Once satisfied, remove the bow line first and lay it along the side deck as you walk back toward the stern in case you need to put it back on at short notice.
With this sorted, prepare to remove the stern line. I like to pull the taut part of the line slightly to reduce the tension before starting to undo and coil the excess line from the cleat.
Now release the last loop which is securing the boat either from the boat itself or the pontoon and step onboard making your way swiftly to the controls.
Next check that the boat hasn’t already started moving along the pontoon, if it has a small click of the pontoon side engine astern will stop that movement and bring the stern slightly away.
Next use the bow thruster for long enough to push the bow well away from the pontoon. This also pushes the stern closer, so to prevent it getting too close you will need to use the outside engine ahead.

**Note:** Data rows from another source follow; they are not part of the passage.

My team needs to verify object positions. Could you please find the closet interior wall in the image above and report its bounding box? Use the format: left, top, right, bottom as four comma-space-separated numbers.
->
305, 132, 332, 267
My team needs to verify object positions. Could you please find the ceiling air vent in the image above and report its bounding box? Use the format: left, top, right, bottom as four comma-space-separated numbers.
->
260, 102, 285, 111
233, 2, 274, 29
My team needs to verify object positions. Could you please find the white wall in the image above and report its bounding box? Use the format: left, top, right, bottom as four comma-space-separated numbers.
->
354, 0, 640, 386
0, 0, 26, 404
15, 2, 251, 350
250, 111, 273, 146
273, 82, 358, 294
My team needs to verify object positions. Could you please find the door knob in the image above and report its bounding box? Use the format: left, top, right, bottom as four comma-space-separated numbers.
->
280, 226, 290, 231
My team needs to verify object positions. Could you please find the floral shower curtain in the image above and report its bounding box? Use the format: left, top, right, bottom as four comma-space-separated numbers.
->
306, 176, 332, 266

This will pivot the boat and move the stern clear.
As the boat comes clear and roughly parallel to the pontoon either use both engines ahead for half a second to gain some momentum or alternatively each engine in turn to walk the boat out of the berth. I generally keep the helm straight ahead for this movement.
The next key point is to stop the boat mid-aisle so that you don’t turn with any momentum and get swept onto the boats opposite. In this instance we need to turn to starboard to leave so either both engines astern to stop or just starboard astern so that you are not only slowing but starting the turn for your exit.
I like to use a transit to my side to check that I am turning on the spot with no down element drift. The turn can be accomplished either by using one engine at a time or one ahead and one astern to make the turn more positive.
I use the helm for the turn on the ahead engine. Always aim slightly up-element as you finish the turn so that you are heading towards the safe side for your exit.